I could have done it many different ways, but this is what I chose at this time.
![Cut 40 Plasma Cutter Circuit Diagram Cut 40 Plasma Cutter Circuit Diagram](http://spectrotek.com/3.1mhz_coupler/LC3%20Circuit.jpg)
If you go to the final wiring section, you will also find pictures of my rigging of these parts. I checked and rechecked all wires before mounting external parts. When wiring all my components, I used my Chevy board layout diagram to run my wires. As you can see, I have terminals to all parts that get an external connection outside of their system so all I have to do is run a piece of wire in-between. Microwave capacitor or run capacitor, a household dimmer switch rated for 15 amps. Terminal strip, 4 position is all I needed but 5 position was what I had in my toy box. The low voltage DC components are mixed with power switch and 120 volt terminals. If you lose your fire it restarts the arc and gets you going again automatically. Reed Switch (which I used as a current sensor), what it does is allow the high voltage arc system to fire and as soon as high current starts to travel to the head and cutting starts it shuts down the high voltage arc system while cutting since it’s not needed at this point. Then I began with my next system, High Current DC.

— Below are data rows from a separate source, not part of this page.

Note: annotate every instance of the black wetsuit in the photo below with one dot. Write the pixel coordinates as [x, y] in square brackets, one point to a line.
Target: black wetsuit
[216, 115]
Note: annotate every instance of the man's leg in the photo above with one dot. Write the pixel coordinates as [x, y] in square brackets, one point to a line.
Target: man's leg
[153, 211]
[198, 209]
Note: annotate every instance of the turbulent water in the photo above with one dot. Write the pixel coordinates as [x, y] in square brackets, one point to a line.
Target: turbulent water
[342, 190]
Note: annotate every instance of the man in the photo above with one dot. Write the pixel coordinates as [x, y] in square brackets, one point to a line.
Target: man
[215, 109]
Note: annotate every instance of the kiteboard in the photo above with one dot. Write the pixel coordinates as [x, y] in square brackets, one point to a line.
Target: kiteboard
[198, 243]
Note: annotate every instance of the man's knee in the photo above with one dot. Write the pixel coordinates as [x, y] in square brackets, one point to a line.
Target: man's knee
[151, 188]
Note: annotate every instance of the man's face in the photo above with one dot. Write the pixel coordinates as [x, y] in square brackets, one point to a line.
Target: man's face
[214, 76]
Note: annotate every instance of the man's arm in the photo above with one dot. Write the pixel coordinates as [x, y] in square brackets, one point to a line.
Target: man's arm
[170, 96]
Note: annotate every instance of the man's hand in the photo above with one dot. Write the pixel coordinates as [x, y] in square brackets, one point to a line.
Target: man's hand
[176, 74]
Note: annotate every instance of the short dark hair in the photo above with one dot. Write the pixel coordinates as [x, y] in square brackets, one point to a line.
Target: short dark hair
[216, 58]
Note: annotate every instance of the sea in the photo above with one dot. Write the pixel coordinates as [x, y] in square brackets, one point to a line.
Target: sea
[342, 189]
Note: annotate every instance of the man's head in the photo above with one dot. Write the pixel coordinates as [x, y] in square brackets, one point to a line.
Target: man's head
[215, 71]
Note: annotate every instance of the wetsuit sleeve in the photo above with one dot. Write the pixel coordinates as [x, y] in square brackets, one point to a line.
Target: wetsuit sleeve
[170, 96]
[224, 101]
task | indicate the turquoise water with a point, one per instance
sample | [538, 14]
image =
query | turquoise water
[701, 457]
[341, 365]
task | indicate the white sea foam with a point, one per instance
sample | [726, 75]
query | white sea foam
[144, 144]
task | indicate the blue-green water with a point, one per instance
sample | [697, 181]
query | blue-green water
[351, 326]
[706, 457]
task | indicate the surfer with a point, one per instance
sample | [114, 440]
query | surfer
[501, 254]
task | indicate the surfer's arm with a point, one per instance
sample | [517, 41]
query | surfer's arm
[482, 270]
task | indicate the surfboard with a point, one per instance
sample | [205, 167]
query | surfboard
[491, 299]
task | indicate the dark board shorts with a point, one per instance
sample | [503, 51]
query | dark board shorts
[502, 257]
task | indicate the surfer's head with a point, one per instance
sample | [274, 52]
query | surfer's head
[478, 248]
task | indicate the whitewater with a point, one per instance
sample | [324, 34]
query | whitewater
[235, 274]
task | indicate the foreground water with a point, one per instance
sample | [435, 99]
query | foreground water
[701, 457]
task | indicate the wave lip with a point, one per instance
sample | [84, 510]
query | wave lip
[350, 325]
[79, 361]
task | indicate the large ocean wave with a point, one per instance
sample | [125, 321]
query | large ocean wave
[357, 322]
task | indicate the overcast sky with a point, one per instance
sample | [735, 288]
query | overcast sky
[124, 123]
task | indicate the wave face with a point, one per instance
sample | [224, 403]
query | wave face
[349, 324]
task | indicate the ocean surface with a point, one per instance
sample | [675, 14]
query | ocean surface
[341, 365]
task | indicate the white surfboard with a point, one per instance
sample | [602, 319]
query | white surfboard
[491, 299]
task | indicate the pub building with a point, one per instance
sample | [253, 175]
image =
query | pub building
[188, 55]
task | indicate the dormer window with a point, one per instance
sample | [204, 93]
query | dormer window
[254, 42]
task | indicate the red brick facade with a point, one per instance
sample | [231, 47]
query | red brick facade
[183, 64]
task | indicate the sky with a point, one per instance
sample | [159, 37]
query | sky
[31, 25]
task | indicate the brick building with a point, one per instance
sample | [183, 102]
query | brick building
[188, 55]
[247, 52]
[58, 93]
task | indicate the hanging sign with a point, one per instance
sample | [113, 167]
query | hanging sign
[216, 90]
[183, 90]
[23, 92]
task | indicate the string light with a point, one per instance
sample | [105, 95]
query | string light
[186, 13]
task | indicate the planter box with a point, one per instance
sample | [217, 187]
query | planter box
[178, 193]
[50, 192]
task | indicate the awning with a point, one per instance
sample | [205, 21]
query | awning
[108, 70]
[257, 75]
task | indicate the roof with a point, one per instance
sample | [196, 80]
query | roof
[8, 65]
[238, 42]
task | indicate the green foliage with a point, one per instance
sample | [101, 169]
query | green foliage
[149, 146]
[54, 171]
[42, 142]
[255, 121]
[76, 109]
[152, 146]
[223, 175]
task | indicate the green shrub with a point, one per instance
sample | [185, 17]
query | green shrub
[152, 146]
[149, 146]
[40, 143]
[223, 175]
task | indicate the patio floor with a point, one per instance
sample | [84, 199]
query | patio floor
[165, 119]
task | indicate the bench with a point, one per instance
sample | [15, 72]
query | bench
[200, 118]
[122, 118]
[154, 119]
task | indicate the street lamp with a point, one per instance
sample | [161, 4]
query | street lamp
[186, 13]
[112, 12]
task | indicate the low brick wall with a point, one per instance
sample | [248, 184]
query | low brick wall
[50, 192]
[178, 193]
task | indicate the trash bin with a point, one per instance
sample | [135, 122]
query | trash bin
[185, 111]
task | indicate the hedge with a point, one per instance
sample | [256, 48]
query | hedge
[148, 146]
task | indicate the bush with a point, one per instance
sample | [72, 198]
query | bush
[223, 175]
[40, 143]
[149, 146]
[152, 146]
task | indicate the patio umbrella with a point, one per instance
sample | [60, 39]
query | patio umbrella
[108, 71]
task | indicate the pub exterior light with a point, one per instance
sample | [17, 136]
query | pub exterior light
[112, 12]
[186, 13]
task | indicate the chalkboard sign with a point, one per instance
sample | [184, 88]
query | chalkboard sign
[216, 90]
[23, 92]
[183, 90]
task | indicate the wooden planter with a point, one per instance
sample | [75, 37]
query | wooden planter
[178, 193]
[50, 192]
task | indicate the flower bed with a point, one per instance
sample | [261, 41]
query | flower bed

![Cut 40 Plasma Cutter Circuit Diagram Cut 40 Plasma Cutter Circuit Diagram](https://weldingstore.tokentools.com.au/images/detailed/3/656_598_597_plasma-cutter-radius-bar-2.jpg)
I wired it so when the head trigger is pressed, it turns the contactor on and allows my DC components to come on line. The contactor became my first part on the board. The transformer is mounted off board because it is big and heavy, as you can see in Section 13. Those sections are Power Control, High Current DC, Low Voltage DC and High Voltage Arc Start.ģKVA step down transformer and contactor. As I began mounting my parts, I organized my board into four sections.